The post-flight check (after migration)

The migration ships. Within 24 hours, run the same legacy URL list against the production new site. Catch:

  • Anything that worked in staging but broke in production (different env vars, different redirect ordering, CDN cache issues).
  • New errors introduced by load (the new infra works at 1 RPS in staging, surfaces 502s under real traffic).
  • URLs the staging redirect map missed.

Then schedule the same check daily for the first month. Catch regressions in real time, before traffic and rankings drop.

The value to the client

For agencies billing the migration as a project, this is the difference between a migration that ends with "you missed 7,000 redirects, our traffic tanked" and one that ends with "here's a report showing 99.4% of legacy URLs resolve correctly on the new site, with the 0.6% remaining flagged for your dev team."

Same migration, different deliverable, different perception of the agency's competence.

Pricing fit

Migration audits are spiky. A 50,000-URL legacy audit followed by daily monitoring for 30 days fits comfortably inside the agency-tier monthly URL pool. For one-off migrations of larger sites (200K+ URLs), the credit-pack model on the standard tier covers it without committing to the agency tier.

For agencies running migrations as a recurring service line, the agency tier with multi-client workspaces means each migration gets its own bucket, history is preserved, and the deliverable for each is branded.

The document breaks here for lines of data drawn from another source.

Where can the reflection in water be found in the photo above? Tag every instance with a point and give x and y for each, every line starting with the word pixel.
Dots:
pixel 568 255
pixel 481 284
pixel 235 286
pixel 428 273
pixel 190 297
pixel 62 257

The shape of the deliverable

A typical migration audit report:

  1. Cover page. Agency-branded, "Pre-migration audit for [client]" or "Post-migration validation for [client]."
  2. URL inventory summary. Total URLs scanned, sources combined, dedup count.
  3. Pre-migration baseline. Status distribution on legacy site at time of audit.
  4. Redirect-rule coverage. Of N legacy URLs, X have redirect rules, Y are missing.
  5. Post-migration validation. What survived, what broke, sorted by link equity if backlink data was provided.
  6. Recommended actions. Prioritized list of redirect rules to add or fix.
  7. Daily monitoring summary. First 30 days of health, regression detection.